Giter Club home page Giter Club logo

optimize-net's Introduction

OptNet - reducing memory usage in torch neural networks

Memory optimizations for torch neural networks.

Heavily inspired from the Optimizer from https://github.com/facebook/fb-caffe-exts

Installing

Simply do

luarocks install optnet

How does it work ?

It goes over the network and verify which buffers can be reused. It supports both inference (evaluation) mode and training mode.

Inference mode

Here is a list of currently tested modules. Numbers are for CPU version, with batch size of 1, for double type, in the format (total memory used, memory used for the outputs, memory used for the internal buffers, memory used for the parameters and grad parameters):

Network before optimization after optimization Relative save
alexnet (973MB, 6MB, 43MB, 924MB) (472MB, 1.5MB, 9MB, 462MB) (51%, 75%, 80%, 50%)
vgg-A (2311MB, 69MB, 215MB, 2027MB) (1106MB, 31MB, 61MB, 1014MB) (52%, 55%, 72%, 50%)
googlenet (505MB, 69MB, 145MB, 292MB) (193MB, 31MB, 16MB, 146MB) (62%, 54%, 89%, 50%)
resnet 110 (cifar) (113MB, 16MB, 71MB, 26MB) (15MB, 0.5MB, 1.3MB, 13MB) (87%, 97%, 98%, 50%)
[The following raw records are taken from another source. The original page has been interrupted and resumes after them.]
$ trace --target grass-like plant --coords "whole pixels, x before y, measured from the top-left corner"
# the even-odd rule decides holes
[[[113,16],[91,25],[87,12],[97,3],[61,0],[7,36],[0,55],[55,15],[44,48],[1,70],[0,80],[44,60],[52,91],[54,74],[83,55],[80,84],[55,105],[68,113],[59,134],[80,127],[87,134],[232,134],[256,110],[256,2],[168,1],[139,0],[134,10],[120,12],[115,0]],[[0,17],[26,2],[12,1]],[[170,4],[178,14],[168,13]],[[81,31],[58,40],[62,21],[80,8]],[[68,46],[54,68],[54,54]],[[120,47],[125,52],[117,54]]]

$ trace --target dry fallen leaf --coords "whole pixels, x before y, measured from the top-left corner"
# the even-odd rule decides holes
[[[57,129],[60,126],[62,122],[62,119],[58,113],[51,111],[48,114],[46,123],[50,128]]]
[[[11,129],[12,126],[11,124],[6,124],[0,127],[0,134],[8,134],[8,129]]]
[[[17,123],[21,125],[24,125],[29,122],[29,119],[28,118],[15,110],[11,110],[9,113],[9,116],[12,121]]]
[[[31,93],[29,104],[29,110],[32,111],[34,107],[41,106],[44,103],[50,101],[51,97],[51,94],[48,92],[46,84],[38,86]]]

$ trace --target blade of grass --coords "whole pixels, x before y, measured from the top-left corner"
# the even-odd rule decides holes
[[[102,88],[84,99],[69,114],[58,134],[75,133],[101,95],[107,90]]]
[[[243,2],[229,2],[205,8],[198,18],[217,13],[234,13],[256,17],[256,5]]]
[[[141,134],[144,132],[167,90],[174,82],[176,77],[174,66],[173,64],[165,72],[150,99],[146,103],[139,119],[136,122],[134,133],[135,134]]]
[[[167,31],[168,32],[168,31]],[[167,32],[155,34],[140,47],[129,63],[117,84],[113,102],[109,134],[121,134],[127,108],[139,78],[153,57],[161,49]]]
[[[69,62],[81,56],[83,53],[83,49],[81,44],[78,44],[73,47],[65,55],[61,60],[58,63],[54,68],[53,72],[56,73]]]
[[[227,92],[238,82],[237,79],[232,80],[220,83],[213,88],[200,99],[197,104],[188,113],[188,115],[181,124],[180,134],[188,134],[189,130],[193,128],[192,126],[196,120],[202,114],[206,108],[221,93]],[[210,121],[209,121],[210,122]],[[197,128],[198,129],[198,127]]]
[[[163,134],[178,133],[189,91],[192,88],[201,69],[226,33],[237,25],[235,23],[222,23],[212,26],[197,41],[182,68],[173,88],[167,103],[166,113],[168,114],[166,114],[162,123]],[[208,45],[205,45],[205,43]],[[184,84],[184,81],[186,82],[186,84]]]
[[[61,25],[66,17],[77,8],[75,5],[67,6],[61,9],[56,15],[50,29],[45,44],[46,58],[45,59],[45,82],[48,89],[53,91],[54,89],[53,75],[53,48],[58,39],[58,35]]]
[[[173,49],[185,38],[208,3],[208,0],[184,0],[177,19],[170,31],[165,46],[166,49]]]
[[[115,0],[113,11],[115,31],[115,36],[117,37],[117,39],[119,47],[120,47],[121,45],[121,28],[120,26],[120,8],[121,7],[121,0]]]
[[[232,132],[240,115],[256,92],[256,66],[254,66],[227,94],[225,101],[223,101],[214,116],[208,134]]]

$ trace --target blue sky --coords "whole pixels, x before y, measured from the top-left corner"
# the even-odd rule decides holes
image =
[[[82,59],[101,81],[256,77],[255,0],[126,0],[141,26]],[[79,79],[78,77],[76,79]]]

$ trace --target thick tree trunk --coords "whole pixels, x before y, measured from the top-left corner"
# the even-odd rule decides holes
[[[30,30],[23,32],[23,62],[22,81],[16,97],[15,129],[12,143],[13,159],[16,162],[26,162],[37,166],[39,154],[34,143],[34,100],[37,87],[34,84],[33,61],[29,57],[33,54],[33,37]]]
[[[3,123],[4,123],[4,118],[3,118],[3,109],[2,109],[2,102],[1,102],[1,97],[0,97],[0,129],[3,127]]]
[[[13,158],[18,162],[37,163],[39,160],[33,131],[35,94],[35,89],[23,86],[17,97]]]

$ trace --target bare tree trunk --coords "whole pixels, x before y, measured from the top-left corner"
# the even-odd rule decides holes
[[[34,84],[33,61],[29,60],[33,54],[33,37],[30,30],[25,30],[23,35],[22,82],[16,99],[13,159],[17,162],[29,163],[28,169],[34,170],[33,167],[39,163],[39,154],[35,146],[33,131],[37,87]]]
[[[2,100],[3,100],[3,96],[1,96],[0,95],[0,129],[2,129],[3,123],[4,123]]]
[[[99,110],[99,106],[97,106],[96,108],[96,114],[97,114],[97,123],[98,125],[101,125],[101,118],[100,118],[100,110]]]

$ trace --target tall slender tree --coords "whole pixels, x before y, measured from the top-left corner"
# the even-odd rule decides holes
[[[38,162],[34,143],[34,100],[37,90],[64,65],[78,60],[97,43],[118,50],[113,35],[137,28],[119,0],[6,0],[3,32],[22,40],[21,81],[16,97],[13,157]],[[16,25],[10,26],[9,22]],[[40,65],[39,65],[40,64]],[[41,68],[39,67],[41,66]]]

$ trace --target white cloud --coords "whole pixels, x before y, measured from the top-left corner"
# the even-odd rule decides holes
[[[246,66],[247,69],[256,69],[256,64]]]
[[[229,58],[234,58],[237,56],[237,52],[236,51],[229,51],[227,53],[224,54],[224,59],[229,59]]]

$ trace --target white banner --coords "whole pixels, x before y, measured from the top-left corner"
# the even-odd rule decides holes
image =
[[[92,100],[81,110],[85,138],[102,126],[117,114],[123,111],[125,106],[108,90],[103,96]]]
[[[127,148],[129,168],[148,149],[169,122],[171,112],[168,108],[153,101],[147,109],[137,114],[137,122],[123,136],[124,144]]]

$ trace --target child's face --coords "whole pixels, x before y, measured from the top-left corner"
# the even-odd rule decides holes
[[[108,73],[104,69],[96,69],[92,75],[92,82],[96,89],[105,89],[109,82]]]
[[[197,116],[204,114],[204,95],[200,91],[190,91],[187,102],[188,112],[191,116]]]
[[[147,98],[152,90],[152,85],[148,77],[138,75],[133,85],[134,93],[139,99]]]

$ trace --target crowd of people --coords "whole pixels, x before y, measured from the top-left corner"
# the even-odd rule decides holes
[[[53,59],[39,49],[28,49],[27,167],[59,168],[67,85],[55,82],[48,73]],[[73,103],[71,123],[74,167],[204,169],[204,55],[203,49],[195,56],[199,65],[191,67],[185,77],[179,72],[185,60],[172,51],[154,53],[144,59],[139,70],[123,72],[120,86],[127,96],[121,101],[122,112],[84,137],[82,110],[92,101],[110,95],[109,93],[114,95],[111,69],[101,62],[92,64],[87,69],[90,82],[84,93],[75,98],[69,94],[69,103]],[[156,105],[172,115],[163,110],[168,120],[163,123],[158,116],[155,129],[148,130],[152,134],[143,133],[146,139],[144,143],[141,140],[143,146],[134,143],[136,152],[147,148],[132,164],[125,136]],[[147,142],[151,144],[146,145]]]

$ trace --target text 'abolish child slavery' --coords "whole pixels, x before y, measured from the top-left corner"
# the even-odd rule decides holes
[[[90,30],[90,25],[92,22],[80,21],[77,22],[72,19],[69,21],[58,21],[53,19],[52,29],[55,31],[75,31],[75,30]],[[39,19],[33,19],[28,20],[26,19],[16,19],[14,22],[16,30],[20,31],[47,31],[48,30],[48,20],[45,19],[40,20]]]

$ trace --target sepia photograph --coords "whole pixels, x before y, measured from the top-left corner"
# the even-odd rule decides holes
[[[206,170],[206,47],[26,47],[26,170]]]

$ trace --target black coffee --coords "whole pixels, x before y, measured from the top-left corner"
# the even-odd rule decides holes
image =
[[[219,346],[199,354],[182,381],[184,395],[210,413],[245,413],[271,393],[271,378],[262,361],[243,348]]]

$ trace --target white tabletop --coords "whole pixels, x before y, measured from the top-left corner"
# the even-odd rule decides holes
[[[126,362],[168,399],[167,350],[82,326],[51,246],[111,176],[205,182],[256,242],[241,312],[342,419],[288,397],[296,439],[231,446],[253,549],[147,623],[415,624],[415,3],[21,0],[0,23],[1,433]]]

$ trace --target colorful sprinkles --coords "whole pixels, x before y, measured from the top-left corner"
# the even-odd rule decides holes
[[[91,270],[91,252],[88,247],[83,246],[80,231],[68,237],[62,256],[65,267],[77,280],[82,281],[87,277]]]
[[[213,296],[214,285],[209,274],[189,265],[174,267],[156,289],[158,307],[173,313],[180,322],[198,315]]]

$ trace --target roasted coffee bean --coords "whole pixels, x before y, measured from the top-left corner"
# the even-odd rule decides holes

Note that for most of the models, for a batch size of 1 most of the memory is spent with the weights and gradWeights of the network (and the latter can be safely freed during inference). More interestingly, the the output size is linearly dependent on the batch size, which means that the total savings are much more significant for bigger batch sizes.

In a more realistic setup where we use cudnn and batch size of 128, the gains are way more significant, specially for very deep networks like resnet. The memory usage is shown in the following table (for float type), following (total memory used, memory used for the outputs, memory used for the parameters and grad parameters) as cudnn almost don't use internal buffers:

Network before optimization after optimization Relative save
alexnet (859MB, 397MB, 462MB) (328MB, 97MB, 231MB) (62%, 75%, 50%)
vgg-A (5340MB, 4386MB, 1014MB) (2467MB, 1960MB, 507MB) (54%, 55%, 50%)
googlenet (4536MB, 4390MB, 146MB) (2066MB, 1993MB, 73MB) (54%, 55%, 50%)
resnet 110 (cifar) (1049MB, 1036MB, 13MB) (39MB, 32MB, 7MB) (96%, 97%, 50%)

Training mode

We currently support a basic algorithm for training mode. Using cudnn with batch size of 64, we currently obtain the following savings, in the format (total memory used, memory used for the outputs, memory used for the gradInputs, memory used for the parameters and gradParameters):

Network before optimization after optimization Relative save
alexnet (963MB, 195MB, 303MB, 462MB) (816MB, 195MB, 156MB, 462MB) (15%, 0%, 48%, 0%)
vgg-A (5433MB, 2191MB, 2228MB, 1014MB) (4228MB, 2191MB, 1023MB, 1014MB) (22%, 0%, 54%, 0%)
googlenet (6092MB, 2195MB, 3346MB, 146MB) (4844MB, 2195MB, 2098MB, 146MB) (20%, 0%, 37%, 0%)
resnet 110 (cifar) (664MB, 259MB, 392MB, 13MB) (428MB, 259MB, 156MB, 13MB) (36%, 0%, 60%, 0%)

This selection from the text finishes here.